In stark contrast to the bill before us today, Mr. Miller, the ranking member of the House Committee on Education and the Workforce, has introduced very simple legislation that would increase the Federal minimum wage to $7.25 per hour over the course of the next 2 years. This bill was introduced in May of 2005 and has yet to receive a hearing.
The hastily drafted bill before us today, however, was only introduced earlier this afternoon, and the House leadership has brought it to the floor for a vote.
This legislation adds unrelated and controversial provisions, that I'm sure some hope will end the debate and ensure that a meaningful increase in our minimum wage never takes place. We should instead, be voting today on a straightforward bill that simply raises the Federal minimum wage to a level that ensures that working families can emerge from the grasp of poverty.
Before the House adjourns for the August recess, I believe we owe the American people a simple up-or-down vote on whether or not working Americans deserve a decent living wage.
The current minimum wage of $5.15 per hour is not a living wage. It is not a wage on which single individuals, working full time, can adequately support themselves, and it is most certainly not a wage on which a single mother or single father can raise a family.

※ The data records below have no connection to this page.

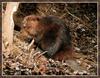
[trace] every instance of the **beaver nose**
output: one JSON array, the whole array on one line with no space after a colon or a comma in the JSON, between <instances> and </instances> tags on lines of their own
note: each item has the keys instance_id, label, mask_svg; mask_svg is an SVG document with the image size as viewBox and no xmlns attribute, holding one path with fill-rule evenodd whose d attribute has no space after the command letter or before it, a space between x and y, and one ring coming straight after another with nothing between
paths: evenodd
<instances>
[{"instance_id":1,"label":"beaver nose","mask_svg":"<svg viewBox=\"0 0 100 78\"><path fill-rule=\"evenodd\" d=\"M31 43L32 39L33 39L32 37L29 37L29 36L28 36L28 37L25 39L25 41L28 42L28 43Z\"/></svg>"}]
</instances>

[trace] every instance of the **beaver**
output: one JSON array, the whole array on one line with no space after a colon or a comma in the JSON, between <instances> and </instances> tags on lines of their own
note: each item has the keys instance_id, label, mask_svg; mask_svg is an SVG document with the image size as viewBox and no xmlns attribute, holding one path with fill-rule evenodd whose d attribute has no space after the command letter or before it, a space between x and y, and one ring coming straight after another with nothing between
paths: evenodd
<instances>
[{"instance_id":1,"label":"beaver","mask_svg":"<svg viewBox=\"0 0 100 78\"><path fill-rule=\"evenodd\" d=\"M73 57L71 33L66 23L56 16L26 16L22 22L21 33L26 40L34 39L36 47L44 56L56 60ZM24 37L23 37L24 38Z\"/></svg>"}]
</instances>

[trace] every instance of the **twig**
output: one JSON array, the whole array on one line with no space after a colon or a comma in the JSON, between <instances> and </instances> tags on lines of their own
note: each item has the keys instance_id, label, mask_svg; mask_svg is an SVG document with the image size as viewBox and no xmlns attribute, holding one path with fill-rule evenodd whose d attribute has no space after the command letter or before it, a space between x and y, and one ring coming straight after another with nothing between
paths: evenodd
<instances>
[{"instance_id":1,"label":"twig","mask_svg":"<svg viewBox=\"0 0 100 78\"><path fill-rule=\"evenodd\" d=\"M87 17L87 15L86 15L86 14L84 15L84 17L85 17L88 21L90 21L89 17Z\"/></svg>"},{"instance_id":2,"label":"twig","mask_svg":"<svg viewBox=\"0 0 100 78\"><path fill-rule=\"evenodd\" d=\"M37 9L37 11L41 14L41 16L45 16L45 13Z\"/></svg>"},{"instance_id":3,"label":"twig","mask_svg":"<svg viewBox=\"0 0 100 78\"><path fill-rule=\"evenodd\" d=\"M17 60L23 53L19 54L15 59Z\"/></svg>"},{"instance_id":4,"label":"twig","mask_svg":"<svg viewBox=\"0 0 100 78\"><path fill-rule=\"evenodd\" d=\"M44 51L43 53L40 53L40 55L37 56L37 58L39 58L40 56L44 55L45 53L47 53L47 51Z\"/></svg>"},{"instance_id":5,"label":"twig","mask_svg":"<svg viewBox=\"0 0 100 78\"><path fill-rule=\"evenodd\" d=\"M81 22L83 22L79 17L77 17L77 16L75 16L74 14L70 13L70 12L68 11L68 9L66 9L66 11L67 11L67 13L68 13L69 15L71 15L72 17L74 17L74 18L80 20Z\"/></svg>"},{"instance_id":6,"label":"twig","mask_svg":"<svg viewBox=\"0 0 100 78\"><path fill-rule=\"evenodd\" d=\"M31 43L28 45L28 48L27 48L27 50L28 51L30 51L30 49L31 49L31 47L33 46L33 44L34 44L34 39L31 41Z\"/></svg>"},{"instance_id":7,"label":"twig","mask_svg":"<svg viewBox=\"0 0 100 78\"><path fill-rule=\"evenodd\" d=\"M89 24L87 24L86 22L84 22L82 19L80 19L79 17L75 16L74 14L70 13L70 11L68 11L68 9L66 9L67 13L69 15L71 15L72 17L76 18L77 20L79 20L86 28L88 28L87 26L90 26Z\"/></svg>"},{"instance_id":8,"label":"twig","mask_svg":"<svg viewBox=\"0 0 100 78\"><path fill-rule=\"evenodd\" d=\"M66 16L66 13L60 16L60 19L63 19Z\"/></svg>"},{"instance_id":9,"label":"twig","mask_svg":"<svg viewBox=\"0 0 100 78\"><path fill-rule=\"evenodd\" d=\"M68 13L69 15L71 15L71 16L74 17L74 18L76 18L77 20L79 20L80 22L82 22L84 25L86 25L85 22L84 22L82 19L80 19L79 17L77 17L77 16L75 16L74 14L72 14L67 8L66 8L65 10L67 11L67 13Z\"/></svg>"},{"instance_id":10,"label":"twig","mask_svg":"<svg viewBox=\"0 0 100 78\"><path fill-rule=\"evenodd\" d=\"M35 54L33 54L33 57L35 57L37 54L40 54L40 52L36 52Z\"/></svg>"}]
</instances>

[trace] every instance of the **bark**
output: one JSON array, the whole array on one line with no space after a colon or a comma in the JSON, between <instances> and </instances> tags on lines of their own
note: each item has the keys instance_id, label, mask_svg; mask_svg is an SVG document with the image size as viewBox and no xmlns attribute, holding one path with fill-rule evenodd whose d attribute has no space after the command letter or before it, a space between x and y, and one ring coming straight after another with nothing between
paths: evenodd
<instances>
[{"instance_id":1,"label":"bark","mask_svg":"<svg viewBox=\"0 0 100 78\"><path fill-rule=\"evenodd\" d=\"M6 5L6 10L2 15L2 32L3 35L7 38L9 46L12 46L13 43L13 31L14 31L14 21L13 13L17 10L19 3L18 2L8 2Z\"/></svg>"}]
</instances>

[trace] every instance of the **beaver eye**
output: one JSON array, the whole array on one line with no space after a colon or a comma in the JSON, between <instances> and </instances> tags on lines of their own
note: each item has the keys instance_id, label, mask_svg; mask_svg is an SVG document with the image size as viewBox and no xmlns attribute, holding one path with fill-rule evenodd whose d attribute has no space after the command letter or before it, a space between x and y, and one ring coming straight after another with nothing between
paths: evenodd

Millions of hard-working Americans would directly benefit from a minimum wage increase. Some would argue that this would only benefit high school students and young adults who are being paid minimum wages on their first job at a fast food restaurant. In fact, more than 84 percent of workers who would directly benefit from a minimum wage increase are above the age of 20. In addition, nearly 60 percent of those individuals work full time, and 45 percent of them are married and/or have children.
They are the victims of our inaction, Mr. Speaker. In many cases, it is our children who will suffer. I am ashamed that nearly 36 million Americans live in poverty in our country, and that nearly 13 million of those who live below the poverty line are children. With a very simple vote today--on a very simple piece of legislation--we could dramatically increase the physical, mental, and financial wellbeing of countless American children. No one who works for a living should have to live in poverty, and the children of these working families must not be made to suffer for our collective lack of moral conviction.
I call on my friends on the other side of the aisle, and I ask them to partner with us to pass a meaningful increase in the Federal minimum wage. We must pass legislation that does not contain controversial provisions that divide us. Instead, we should speak with one voice, as one Congress, and tell working Americans that we value their work, that we understand their sacrifices, and that they deserve to make a living wage.